Why is one day after 1am March 8, 2am March 9? If you look carefully at the date you might also notice that the time zones have changed. March 8 only has 23 hours because it’s when DST starts, so if we add a full days worth of seconds we end up with a different time.

Periods

Periods

Lubridate provides periods solve this problem.

Periods are time spans but don’t have a fixed length in seconds, instead they work with “human” times, like days and months.

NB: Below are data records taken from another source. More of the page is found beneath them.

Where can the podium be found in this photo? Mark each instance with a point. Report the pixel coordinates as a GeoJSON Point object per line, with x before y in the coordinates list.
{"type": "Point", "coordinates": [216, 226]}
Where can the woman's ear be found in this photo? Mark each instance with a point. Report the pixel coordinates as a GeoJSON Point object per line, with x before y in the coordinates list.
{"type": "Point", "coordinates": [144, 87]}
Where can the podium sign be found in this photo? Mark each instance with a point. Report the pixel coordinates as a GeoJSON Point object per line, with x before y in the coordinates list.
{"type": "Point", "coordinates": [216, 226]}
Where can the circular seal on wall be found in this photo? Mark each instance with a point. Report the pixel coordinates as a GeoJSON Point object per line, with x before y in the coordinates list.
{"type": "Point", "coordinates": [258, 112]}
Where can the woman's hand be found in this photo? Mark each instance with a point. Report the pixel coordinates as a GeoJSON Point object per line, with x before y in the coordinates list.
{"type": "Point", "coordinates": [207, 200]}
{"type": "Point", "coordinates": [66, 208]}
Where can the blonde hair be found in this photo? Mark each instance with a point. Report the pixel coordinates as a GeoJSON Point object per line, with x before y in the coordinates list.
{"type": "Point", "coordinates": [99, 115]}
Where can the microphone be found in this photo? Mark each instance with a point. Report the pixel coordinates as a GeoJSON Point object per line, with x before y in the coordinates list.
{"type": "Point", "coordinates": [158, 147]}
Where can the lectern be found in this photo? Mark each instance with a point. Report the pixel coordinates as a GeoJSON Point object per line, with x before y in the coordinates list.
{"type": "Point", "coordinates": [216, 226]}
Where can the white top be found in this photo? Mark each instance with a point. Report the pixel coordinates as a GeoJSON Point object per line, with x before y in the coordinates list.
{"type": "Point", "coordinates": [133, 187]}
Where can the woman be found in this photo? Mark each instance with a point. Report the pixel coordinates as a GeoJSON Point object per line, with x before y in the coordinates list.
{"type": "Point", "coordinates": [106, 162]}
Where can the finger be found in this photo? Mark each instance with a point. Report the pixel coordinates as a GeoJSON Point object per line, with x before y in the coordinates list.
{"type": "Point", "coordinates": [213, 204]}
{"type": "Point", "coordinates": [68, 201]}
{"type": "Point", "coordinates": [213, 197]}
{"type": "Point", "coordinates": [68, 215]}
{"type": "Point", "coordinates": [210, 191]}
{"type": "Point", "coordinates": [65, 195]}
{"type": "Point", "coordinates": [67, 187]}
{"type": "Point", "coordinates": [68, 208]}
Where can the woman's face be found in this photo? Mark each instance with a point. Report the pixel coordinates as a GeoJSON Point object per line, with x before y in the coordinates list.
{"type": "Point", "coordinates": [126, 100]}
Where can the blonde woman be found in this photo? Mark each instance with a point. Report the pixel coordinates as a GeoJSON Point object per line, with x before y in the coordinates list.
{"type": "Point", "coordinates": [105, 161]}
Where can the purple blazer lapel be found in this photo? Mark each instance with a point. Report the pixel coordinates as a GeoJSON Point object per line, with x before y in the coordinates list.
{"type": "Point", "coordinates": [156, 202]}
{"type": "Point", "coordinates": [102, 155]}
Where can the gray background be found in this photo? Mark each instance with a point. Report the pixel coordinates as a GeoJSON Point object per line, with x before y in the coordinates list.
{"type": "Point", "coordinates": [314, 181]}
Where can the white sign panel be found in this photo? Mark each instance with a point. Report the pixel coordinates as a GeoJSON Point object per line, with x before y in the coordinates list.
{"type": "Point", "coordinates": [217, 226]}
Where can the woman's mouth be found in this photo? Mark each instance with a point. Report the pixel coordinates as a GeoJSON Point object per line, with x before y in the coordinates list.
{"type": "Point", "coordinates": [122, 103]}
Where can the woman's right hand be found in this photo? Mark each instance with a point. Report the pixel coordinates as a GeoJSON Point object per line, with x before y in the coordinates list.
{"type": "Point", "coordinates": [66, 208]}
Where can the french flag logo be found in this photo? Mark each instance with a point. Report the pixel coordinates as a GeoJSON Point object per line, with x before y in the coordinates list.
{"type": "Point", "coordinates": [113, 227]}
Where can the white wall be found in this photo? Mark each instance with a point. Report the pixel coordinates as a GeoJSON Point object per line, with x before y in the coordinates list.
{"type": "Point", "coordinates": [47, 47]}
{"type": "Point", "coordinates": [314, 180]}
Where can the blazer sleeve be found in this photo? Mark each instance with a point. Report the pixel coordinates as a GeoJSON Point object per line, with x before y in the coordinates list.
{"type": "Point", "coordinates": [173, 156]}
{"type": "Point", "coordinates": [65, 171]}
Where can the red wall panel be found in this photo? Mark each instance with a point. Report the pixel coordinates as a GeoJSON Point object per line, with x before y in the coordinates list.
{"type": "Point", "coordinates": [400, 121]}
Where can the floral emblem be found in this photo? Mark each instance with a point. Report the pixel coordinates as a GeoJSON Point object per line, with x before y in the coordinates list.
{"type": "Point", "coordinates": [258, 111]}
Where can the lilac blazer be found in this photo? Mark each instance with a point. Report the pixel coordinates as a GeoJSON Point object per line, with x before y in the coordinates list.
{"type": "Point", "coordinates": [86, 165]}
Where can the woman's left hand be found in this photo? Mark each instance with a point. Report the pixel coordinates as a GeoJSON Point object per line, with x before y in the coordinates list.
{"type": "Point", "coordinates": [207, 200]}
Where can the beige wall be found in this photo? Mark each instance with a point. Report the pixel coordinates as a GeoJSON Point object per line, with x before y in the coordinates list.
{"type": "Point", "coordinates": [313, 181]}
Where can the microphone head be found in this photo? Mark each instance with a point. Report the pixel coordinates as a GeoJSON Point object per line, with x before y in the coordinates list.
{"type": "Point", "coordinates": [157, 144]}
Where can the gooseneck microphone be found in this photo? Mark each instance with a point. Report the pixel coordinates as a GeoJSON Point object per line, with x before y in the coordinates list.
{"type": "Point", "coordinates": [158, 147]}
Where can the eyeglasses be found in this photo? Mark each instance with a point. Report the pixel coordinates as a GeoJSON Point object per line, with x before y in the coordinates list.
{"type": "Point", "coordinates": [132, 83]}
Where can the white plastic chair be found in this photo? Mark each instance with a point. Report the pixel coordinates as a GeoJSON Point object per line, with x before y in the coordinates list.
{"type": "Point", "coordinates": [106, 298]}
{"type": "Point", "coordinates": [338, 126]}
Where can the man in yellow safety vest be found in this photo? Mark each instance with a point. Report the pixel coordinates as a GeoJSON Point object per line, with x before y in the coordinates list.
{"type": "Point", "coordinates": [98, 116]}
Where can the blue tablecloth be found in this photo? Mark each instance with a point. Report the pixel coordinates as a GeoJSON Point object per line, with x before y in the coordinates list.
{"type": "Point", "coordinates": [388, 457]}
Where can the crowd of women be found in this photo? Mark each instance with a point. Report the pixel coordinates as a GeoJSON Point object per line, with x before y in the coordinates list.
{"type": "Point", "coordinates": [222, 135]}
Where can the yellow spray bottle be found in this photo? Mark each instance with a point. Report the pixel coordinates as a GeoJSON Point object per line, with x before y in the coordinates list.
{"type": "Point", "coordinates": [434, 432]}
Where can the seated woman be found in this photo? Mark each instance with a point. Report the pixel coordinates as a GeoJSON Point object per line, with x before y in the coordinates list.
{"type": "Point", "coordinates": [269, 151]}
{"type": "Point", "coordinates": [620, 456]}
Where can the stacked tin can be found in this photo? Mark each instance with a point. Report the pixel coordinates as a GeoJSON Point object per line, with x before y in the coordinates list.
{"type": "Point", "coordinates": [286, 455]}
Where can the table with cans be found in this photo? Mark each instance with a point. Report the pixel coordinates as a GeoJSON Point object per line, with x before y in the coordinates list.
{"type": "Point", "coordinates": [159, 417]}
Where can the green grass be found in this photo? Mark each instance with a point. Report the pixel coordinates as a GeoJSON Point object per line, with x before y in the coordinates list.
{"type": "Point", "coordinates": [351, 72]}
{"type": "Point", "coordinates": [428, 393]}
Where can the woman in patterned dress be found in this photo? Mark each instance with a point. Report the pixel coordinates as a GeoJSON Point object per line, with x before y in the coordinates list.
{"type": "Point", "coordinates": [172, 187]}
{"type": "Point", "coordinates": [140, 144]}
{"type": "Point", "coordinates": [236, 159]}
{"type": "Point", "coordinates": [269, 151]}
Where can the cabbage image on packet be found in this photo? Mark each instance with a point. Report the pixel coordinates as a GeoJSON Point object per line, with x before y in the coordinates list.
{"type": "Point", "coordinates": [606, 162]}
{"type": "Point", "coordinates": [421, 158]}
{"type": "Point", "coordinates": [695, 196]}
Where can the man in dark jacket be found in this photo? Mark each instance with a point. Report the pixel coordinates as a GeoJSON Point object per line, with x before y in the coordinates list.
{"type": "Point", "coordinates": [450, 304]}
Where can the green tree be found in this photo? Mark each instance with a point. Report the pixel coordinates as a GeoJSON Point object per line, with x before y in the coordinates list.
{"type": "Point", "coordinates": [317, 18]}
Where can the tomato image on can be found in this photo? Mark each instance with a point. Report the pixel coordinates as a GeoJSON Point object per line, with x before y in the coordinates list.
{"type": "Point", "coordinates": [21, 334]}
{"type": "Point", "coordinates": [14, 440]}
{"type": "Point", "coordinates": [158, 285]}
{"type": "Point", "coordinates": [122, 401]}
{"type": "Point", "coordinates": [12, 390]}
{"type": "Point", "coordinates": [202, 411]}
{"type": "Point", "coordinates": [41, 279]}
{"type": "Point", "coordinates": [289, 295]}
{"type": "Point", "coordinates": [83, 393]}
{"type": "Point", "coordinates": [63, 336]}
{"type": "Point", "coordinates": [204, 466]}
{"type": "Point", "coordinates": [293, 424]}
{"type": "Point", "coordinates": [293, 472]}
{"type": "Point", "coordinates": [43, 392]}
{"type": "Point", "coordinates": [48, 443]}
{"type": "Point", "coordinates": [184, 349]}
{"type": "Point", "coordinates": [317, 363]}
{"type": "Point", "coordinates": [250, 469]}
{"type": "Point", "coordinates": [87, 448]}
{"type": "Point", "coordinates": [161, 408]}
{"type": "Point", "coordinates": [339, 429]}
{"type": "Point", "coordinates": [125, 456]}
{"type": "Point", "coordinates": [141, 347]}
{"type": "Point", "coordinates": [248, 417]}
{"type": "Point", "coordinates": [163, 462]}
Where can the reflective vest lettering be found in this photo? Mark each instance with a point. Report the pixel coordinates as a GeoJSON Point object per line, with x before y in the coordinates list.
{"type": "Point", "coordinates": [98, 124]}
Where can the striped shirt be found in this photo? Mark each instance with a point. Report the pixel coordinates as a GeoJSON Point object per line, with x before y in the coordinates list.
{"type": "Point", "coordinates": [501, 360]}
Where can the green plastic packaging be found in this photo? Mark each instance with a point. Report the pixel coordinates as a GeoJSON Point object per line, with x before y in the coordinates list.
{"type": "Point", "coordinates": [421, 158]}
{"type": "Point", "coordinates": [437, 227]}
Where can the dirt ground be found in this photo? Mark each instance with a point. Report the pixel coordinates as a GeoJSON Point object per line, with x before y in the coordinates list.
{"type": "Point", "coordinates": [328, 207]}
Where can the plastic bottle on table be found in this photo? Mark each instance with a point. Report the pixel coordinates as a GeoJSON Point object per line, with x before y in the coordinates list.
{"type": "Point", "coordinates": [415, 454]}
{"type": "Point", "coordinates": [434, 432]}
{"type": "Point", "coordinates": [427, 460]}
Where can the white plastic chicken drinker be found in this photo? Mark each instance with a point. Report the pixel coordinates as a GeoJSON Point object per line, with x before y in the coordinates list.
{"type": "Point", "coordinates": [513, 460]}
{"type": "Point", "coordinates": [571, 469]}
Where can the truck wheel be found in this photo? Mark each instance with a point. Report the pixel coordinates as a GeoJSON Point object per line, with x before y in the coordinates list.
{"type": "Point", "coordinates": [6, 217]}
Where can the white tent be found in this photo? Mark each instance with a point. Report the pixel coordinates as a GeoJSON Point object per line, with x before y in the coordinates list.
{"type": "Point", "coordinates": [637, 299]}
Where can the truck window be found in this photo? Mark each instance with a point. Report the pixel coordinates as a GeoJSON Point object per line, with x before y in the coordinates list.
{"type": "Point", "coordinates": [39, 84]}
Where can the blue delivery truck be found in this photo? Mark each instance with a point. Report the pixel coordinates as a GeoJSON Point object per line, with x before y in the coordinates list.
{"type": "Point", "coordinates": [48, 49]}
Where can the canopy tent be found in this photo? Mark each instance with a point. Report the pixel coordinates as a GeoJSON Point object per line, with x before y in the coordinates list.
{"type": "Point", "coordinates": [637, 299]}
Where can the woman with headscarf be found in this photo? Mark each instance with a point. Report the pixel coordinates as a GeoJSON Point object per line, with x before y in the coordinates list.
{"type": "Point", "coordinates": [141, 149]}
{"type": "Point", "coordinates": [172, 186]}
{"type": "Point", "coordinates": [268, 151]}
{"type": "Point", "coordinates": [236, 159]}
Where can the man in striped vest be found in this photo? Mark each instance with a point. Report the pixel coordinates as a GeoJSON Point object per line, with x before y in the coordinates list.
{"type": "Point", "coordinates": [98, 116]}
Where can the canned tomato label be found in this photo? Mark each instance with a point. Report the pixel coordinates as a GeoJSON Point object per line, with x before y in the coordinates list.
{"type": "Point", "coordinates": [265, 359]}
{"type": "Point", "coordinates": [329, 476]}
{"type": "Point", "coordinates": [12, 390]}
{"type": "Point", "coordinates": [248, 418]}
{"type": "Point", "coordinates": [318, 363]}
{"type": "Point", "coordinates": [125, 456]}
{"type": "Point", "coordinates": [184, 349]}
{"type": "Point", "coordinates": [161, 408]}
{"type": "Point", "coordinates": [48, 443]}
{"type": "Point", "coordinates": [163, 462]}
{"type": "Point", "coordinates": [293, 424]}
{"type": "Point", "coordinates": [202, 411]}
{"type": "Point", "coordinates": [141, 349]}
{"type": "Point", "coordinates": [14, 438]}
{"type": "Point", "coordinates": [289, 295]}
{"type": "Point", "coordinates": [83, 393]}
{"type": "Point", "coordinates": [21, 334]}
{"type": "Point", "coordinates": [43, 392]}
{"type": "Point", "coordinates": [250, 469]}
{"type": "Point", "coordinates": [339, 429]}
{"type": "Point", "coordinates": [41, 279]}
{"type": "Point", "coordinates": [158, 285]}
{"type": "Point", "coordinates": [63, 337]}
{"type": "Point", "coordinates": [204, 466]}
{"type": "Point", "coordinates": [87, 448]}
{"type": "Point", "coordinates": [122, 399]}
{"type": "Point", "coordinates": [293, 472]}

That allows them to work in a more intuitive way:

one_am

[1] "2026-03-08 01:00:00 EST"

one_am + days(1)

[1] "2026-03-09 01:00:00 EDT"

Periods

Like durations, periods can be created with a number of friendly constructor functions.

hours(c(12, 24))

[1] "12H 0M 0S" "24H 0M 0S"

days(7)

[1] "7d 0H 0M 0S"

months(1:6)

[1] "1m 0d 0H 0M 0S" "2m 0d 0H 0M 0S" "3m 0d 0H 0M 0S" "4m 0d 0H 0M 0S"
[5] "5m 0d 0H 0M 0S" "6m 0d 0H 0M 0S"

Periods

You can add and multiply periods:

10 * (months(6) + days(1))

[1] "60m 10d 0H 0M 0S"

days(50) + hours(25) + minutes(2)

[1] "50d 25H 2M 0S"

Periods

And of course, add them to dates. Compared to durations, periods are more likely to do what you expect:

# A leap year
ymd("2024-01-01") + dyears(1)

[1] "2024-12-31 06:00:00 UTC"

ymd("2024-01-01") + years(1)

[1] "2025-01-01"

# Daylight saving time
one_am + ddays(1)

[1] "2026-03-09 02:00:00 EDT"

one_am + days(1)

[1] "2026-03-09 01:00:00 EDT"

Time zones

Time zones

Time zones are an enormously complicated topic because of their interaction with geopolitical entities. Fortunately we don’t need to dig into all the details as they’re not all important for data analysis, but there are a few challenges we’ll need to tackle head on.